I was asked to optimize it a little further. He gave me a hint that "when you are reading from a disk, the thread is doing what" I answered "waiting", but then I wasn't able to go any further based on that hint.
I am pretty sure I am missing something... Help? (The interview is over but I am still wondering)
read data from disk
read data from disk
While the read operation is happening, your code is just stuck waiting. It's not executing. It's just waiting for the next batch of data to come down the wire.
And while you're processing the data, the I/O system is doing nothing. It's just waiting for the next request to read or write something.
Imagine you have to walk from your desk to the mail room, carry a box of papers back to your desk, and then sign each paper. It takes you 5 minutes to walk to and from the mail room to transport a box of papers, and 5 minutes to sign all the papers in the box. You can't transport while you're signing and you can't sign while you're transporting.

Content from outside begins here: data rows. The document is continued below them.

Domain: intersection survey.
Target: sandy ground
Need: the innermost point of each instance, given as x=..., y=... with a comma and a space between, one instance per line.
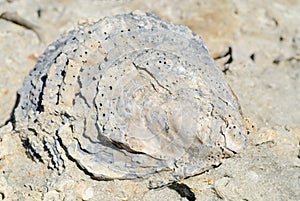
x=256, y=44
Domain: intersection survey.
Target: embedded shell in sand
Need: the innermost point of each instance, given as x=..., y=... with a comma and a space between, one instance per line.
x=127, y=97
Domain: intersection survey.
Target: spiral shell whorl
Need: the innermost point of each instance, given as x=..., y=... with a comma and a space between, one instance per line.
x=129, y=96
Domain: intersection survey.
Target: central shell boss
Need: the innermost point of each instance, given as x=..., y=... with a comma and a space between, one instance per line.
x=127, y=97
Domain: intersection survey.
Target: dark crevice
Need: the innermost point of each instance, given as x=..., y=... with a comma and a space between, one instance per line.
x=229, y=60
x=40, y=107
x=30, y=152
x=183, y=190
x=12, y=118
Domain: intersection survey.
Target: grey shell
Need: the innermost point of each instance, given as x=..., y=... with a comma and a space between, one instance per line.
x=127, y=97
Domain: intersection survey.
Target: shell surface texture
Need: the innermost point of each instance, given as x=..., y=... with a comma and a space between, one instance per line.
x=127, y=97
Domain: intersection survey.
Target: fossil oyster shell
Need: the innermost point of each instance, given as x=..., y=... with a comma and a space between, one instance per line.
x=127, y=97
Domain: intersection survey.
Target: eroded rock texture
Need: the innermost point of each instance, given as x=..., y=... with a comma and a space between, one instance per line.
x=127, y=97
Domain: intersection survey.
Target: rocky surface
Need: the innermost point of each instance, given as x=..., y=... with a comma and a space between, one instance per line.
x=255, y=43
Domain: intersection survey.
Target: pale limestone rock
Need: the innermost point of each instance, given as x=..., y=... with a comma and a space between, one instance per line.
x=127, y=97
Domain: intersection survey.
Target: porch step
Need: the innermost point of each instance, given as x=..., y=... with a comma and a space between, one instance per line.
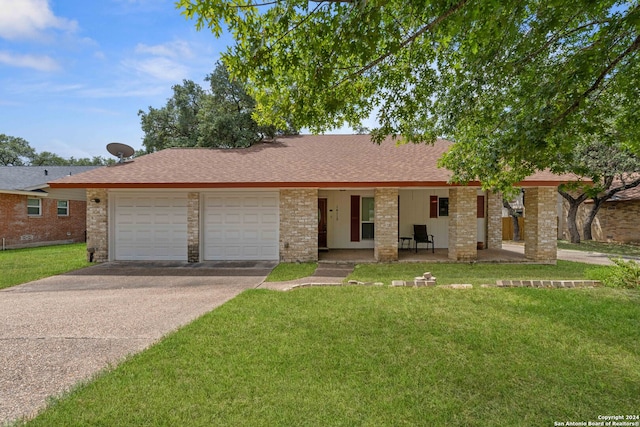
x=333, y=269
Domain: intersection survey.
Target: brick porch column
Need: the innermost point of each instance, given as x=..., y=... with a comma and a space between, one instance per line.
x=193, y=227
x=494, y=220
x=463, y=223
x=299, y=225
x=386, y=224
x=540, y=243
x=97, y=224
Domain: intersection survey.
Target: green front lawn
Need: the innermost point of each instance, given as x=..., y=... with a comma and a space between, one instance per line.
x=380, y=356
x=475, y=274
x=24, y=265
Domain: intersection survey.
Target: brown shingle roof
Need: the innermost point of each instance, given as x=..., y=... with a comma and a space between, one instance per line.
x=299, y=161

Wouldn't it be nice if there were two of you--one to just go back and forth carrying boxes and stacking them on your desk and one to sign all the papers in a box? The papers would be moving in a steady stream, never just sitting motionless while you sign, and the documents would constantly be getting signed, never just waiting for more to arrive at your desk.

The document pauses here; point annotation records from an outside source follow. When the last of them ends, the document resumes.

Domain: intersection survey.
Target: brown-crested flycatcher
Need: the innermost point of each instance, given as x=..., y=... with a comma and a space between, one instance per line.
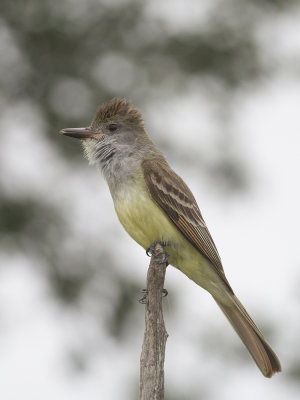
x=154, y=204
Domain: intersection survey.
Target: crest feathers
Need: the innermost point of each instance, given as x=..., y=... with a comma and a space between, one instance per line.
x=118, y=110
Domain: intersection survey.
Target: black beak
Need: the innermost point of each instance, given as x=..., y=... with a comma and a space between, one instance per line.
x=80, y=133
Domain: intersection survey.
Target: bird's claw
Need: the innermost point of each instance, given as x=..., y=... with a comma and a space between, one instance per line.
x=143, y=299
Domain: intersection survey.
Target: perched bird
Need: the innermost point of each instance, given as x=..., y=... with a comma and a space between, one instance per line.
x=154, y=204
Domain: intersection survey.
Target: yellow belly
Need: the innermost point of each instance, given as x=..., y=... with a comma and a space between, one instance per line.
x=146, y=223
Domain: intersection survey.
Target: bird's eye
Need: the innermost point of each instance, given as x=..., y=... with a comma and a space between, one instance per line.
x=112, y=127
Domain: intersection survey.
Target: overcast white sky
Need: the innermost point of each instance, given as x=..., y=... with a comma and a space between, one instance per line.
x=257, y=236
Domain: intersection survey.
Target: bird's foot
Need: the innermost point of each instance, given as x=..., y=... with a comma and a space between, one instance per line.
x=151, y=251
x=143, y=299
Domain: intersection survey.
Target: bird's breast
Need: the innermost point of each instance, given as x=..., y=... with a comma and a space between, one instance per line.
x=142, y=218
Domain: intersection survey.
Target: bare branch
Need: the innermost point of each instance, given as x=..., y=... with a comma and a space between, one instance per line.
x=155, y=336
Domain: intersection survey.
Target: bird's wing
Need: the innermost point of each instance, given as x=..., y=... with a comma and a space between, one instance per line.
x=170, y=192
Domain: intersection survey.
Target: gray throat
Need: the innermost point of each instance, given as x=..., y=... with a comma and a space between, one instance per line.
x=118, y=162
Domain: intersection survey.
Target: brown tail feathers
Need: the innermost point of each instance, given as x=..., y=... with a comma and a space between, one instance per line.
x=262, y=353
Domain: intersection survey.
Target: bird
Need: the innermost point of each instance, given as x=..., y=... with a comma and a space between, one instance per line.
x=154, y=204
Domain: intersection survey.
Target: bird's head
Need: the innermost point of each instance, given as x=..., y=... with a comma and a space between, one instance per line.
x=117, y=120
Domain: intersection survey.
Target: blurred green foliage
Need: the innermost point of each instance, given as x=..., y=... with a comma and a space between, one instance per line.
x=65, y=57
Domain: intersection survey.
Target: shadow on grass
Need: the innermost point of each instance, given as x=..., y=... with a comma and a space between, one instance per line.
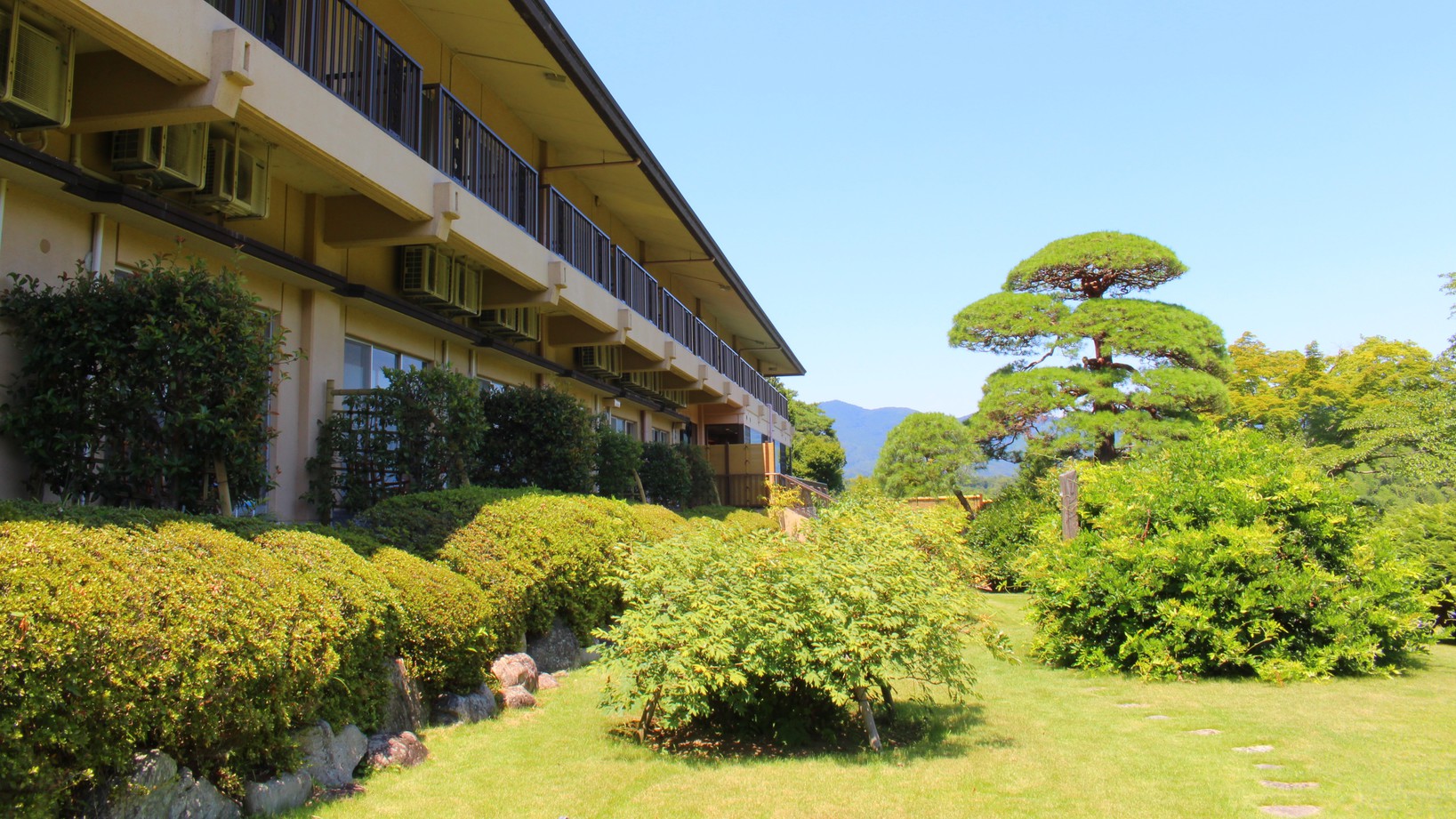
x=918, y=731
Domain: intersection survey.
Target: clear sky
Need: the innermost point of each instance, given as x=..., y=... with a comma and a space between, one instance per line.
x=873, y=167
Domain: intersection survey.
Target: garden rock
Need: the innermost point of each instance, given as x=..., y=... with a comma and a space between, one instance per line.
x=519, y=697
x=278, y=795
x=395, y=750
x=516, y=670
x=452, y=709
x=555, y=651
x=405, y=709
x=157, y=789
x=331, y=759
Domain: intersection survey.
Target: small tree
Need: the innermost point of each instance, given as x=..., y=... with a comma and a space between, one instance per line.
x=134, y=390
x=1066, y=299
x=926, y=454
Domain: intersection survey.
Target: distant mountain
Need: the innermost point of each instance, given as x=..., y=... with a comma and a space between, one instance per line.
x=864, y=431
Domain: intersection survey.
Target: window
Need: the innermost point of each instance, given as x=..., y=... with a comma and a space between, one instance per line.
x=365, y=364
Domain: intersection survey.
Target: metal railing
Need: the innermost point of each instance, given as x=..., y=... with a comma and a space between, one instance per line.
x=459, y=144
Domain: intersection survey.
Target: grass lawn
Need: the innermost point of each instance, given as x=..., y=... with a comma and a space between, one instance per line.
x=1038, y=743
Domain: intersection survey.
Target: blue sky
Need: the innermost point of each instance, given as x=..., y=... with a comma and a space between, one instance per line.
x=873, y=167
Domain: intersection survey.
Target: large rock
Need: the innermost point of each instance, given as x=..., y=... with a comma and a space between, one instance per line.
x=519, y=697
x=157, y=789
x=555, y=651
x=450, y=709
x=405, y=709
x=395, y=750
x=516, y=670
x=331, y=759
x=278, y=795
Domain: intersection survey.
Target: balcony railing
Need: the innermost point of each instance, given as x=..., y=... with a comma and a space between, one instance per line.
x=466, y=150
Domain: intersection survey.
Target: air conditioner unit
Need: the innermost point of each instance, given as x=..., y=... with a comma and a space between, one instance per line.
x=237, y=181
x=38, y=68
x=171, y=157
x=601, y=361
x=465, y=288
x=425, y=274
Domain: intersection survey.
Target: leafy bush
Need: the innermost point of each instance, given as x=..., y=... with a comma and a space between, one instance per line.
x=125, y=393
x=617, y=460
x=185, y=638
x=1223, y=555
x=665, y=476
x=1428, y=534
x=546, y=556
x=449, y=627
x=421, y=523
x=744, y=627
x=537, y=437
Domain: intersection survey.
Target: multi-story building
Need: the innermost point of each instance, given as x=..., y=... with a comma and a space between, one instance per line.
x=400, y=182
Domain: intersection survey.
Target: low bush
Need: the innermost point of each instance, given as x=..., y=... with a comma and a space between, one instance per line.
x=729, y=627
x=546, y=556
x=422, y=523
x=1428, y=533
x=1227, y=553
x=449, y=627
x=180, y=638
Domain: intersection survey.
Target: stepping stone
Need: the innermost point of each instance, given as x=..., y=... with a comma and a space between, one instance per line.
x=1291, y=809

Of course, if the time to transport a box isn't the same as the time to process the papers in it, there will be some down time for one worker or the other, but the basic idea is that now at least some of the time there can be both transporting and signing happening simultaneously, whereas when there's just one of you, it's impossible.
Joined: Aug 25, 2006
Does it mean I need to allocate more threads than number of cores? That's it?
(If that's the case it's really unforgivable for me to miss it... I just need to pass higher value to the executor service?)
Peter Hsu wrote:Does it mean I need to allocate more threads than number of cores? That's it?
Not necessarily more threads than cores, no. The point is to have one or more threads to do the fetching and one or more to do the processing. How many of each depends on many factors.
If your problem is heavily I/O bound, then adding more threads for processing won't really help. One each might be enough. But if that I/O comes from multiple different sources--different disks on different controllers, or some from files and some from network, or from multiple network sites--then you might want several I/O threads. And if you can keep enough I/O threads busy that your one processing thread can't keep up, then you might add processing thread up to (but not more than) the number of cores, until it balances out.
Again though, the main point is to have separate threads for I/O vs. processing.